46 million living in poverty in United States!
WASHINGTON (PNN) - September 13, 2011 - The U.S. poverty rate hit its highest level since 1993 last year with a record 46 million Americans living below the poverty line, according to a government report on Tuesday that depicted the grim effects of stubbornly high unemployment.
Underscoring the economic challenges that face illegitimate President Barack Obama and Congress, the U.S. Census Bureau said the poverty rate rose for a third consecutive year, to hit 15.1% in 2010. The number of people in poverty was the largest since the government first began publishing estimates in 1959.
The poverty line for an American family of four with two children is annual income of $22,113. Data showed that children under 18 suffered the highest poverty rate, 22%, compared with adults and the elderly.
Underlying the Census data was a rate of economic growth too meager to compensate for the loss of hundreds of thousands of jobs from 2009-2010, as the Depression continues while the jobless rate shot up from 9.3% to 9.6%.
"All of this deterioration in the labor market caused incomes to drop, poverty to rise and people to lose their health insurance," said Heidi Shierholz of the Economic Policy Institute think tank. "One of the immediately obvious issues this brings up is that there is no relief in sight."

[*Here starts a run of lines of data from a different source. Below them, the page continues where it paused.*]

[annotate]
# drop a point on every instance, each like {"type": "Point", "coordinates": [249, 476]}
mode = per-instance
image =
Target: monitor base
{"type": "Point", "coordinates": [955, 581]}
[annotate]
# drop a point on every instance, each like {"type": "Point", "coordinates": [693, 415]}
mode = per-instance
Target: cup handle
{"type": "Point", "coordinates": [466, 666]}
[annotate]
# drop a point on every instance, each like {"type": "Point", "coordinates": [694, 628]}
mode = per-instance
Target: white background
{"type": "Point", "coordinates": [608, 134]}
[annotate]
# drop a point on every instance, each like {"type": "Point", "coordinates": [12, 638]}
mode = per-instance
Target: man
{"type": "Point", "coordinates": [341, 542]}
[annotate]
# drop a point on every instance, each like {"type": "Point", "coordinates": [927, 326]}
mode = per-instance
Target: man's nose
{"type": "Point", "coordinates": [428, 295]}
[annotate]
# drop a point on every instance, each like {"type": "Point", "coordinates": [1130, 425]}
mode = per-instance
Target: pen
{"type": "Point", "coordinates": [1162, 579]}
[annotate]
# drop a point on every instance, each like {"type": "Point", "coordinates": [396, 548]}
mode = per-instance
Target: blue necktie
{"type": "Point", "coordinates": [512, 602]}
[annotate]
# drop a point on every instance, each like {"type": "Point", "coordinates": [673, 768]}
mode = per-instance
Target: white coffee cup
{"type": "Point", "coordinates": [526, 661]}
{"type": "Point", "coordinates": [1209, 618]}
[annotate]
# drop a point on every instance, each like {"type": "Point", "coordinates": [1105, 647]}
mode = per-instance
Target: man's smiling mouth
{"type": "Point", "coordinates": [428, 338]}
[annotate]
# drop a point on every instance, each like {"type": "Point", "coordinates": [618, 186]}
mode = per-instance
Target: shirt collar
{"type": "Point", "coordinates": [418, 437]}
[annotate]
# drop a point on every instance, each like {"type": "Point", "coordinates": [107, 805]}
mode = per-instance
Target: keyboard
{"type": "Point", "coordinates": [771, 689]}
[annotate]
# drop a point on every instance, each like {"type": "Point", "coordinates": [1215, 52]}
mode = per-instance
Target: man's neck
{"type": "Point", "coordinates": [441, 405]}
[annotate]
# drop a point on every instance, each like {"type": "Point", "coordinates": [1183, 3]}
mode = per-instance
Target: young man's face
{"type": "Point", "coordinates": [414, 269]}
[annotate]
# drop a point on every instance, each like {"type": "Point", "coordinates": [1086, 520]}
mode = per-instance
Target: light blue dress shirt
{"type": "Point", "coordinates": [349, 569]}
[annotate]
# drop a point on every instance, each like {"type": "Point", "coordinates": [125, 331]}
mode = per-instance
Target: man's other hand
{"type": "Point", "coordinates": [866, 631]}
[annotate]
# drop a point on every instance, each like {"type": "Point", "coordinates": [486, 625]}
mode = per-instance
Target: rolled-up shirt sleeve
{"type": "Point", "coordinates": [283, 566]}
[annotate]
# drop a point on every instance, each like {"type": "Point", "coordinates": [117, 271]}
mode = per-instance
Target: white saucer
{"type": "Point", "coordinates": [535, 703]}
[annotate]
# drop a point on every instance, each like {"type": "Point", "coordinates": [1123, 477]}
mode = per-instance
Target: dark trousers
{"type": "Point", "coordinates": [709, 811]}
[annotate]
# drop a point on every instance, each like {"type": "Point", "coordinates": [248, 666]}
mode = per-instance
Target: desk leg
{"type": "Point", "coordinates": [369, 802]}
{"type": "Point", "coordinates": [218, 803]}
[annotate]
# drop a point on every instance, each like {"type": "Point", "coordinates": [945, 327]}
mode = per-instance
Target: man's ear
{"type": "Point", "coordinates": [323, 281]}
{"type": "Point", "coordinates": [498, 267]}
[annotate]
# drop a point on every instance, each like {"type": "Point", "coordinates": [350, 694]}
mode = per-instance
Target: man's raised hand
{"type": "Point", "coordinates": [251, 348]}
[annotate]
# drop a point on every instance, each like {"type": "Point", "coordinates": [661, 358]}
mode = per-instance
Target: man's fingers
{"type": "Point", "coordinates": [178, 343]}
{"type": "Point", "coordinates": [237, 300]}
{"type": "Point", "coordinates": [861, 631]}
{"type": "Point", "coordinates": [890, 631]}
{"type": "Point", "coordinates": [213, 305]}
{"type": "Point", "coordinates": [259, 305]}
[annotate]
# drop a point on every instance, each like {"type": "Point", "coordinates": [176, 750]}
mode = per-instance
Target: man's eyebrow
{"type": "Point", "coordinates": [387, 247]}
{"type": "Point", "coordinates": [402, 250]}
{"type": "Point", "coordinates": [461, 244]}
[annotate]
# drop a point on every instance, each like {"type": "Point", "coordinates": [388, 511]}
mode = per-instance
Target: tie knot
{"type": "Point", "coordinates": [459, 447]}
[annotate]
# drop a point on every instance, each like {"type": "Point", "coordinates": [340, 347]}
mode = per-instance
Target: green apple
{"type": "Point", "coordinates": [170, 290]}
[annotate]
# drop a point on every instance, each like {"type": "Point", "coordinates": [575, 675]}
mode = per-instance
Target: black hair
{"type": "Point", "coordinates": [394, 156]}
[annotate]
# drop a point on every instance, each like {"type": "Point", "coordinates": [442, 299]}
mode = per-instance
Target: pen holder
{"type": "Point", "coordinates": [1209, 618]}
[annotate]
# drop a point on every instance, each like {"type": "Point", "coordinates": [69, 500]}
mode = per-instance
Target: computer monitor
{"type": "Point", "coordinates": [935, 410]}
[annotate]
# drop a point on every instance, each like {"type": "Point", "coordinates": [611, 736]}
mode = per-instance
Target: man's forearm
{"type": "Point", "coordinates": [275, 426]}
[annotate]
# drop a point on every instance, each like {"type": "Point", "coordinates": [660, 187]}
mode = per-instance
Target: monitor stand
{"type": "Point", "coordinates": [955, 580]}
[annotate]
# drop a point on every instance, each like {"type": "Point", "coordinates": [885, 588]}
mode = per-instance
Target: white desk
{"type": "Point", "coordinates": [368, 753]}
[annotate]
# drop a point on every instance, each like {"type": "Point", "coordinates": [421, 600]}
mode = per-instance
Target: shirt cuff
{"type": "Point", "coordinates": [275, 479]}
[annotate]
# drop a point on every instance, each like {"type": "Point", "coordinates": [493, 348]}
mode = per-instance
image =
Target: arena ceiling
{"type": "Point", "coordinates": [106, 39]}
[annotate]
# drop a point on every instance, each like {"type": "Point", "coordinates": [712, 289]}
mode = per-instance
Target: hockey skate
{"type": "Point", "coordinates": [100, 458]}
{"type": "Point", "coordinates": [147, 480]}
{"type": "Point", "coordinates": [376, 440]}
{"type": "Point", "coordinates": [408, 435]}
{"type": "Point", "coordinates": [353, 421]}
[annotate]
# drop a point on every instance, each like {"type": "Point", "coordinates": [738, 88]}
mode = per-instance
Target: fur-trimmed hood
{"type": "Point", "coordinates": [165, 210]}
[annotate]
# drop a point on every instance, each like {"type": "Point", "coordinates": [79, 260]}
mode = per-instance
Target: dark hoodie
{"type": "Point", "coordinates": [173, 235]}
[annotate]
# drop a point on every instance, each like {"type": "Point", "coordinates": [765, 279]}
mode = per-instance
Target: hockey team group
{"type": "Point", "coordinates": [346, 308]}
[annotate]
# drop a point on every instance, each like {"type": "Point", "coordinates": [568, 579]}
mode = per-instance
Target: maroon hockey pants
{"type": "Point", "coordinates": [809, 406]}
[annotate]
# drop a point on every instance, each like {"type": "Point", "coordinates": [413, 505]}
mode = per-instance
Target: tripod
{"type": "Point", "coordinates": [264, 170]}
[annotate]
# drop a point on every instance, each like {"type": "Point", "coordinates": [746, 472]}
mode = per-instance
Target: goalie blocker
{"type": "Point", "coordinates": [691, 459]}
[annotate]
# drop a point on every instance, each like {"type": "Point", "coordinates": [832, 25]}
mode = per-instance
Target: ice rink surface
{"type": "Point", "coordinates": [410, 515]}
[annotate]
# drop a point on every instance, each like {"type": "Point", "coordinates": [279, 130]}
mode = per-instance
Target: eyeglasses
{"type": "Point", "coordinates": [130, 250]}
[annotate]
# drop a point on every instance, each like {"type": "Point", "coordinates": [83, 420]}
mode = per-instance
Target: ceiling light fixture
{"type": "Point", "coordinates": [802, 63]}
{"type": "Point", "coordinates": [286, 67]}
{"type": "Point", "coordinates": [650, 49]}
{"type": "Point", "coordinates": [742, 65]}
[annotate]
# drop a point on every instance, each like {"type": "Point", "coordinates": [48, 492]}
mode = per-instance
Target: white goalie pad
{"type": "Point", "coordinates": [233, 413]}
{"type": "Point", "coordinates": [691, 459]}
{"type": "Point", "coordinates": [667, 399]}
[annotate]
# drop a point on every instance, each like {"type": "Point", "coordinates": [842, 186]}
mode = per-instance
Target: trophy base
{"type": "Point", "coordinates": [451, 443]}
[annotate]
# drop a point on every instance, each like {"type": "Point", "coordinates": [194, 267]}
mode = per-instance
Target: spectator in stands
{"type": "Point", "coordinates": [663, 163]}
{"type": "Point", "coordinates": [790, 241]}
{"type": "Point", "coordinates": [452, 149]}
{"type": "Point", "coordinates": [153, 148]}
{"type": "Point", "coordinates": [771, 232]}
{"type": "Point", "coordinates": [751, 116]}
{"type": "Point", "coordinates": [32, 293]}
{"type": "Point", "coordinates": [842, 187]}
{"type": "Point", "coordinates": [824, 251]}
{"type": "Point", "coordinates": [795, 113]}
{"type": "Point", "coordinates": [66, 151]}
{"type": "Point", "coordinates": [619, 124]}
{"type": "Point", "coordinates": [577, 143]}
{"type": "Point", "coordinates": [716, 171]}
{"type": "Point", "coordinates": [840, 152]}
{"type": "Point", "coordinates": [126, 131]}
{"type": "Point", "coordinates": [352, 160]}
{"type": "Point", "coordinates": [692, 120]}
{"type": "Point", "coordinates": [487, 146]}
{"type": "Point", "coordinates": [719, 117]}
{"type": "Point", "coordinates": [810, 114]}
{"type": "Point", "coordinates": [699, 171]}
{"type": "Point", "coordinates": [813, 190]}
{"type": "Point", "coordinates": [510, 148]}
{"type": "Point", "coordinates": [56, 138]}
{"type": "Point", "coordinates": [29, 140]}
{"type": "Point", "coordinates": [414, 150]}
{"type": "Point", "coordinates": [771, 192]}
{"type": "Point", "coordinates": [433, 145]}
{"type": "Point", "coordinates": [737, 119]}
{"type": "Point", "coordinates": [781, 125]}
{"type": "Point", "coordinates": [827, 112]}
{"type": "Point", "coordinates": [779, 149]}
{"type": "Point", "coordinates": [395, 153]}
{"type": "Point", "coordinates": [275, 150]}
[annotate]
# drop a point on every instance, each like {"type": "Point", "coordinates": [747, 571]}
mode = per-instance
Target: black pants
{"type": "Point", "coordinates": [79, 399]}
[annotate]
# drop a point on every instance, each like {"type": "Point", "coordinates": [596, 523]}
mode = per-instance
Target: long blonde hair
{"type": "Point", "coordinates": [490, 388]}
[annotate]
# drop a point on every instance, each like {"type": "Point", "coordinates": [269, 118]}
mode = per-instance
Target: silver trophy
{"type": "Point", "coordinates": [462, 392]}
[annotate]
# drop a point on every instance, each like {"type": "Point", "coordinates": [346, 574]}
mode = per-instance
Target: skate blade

Salvation Army Major David Harvey knows well the effects of grinding poverty on Chicago's South Side, where he attended a food giveaway on Tuesday. "There are more families falling into poverty," he said. "That's multiplied on the South Side of Chicago where there are pockets with 20% or more unemployment."
The United States has long had one of the highest poverty rates in the developed world. Among 34 countries tracked by OECD, only Chile, Israel and Mexico have higher rates of poverty.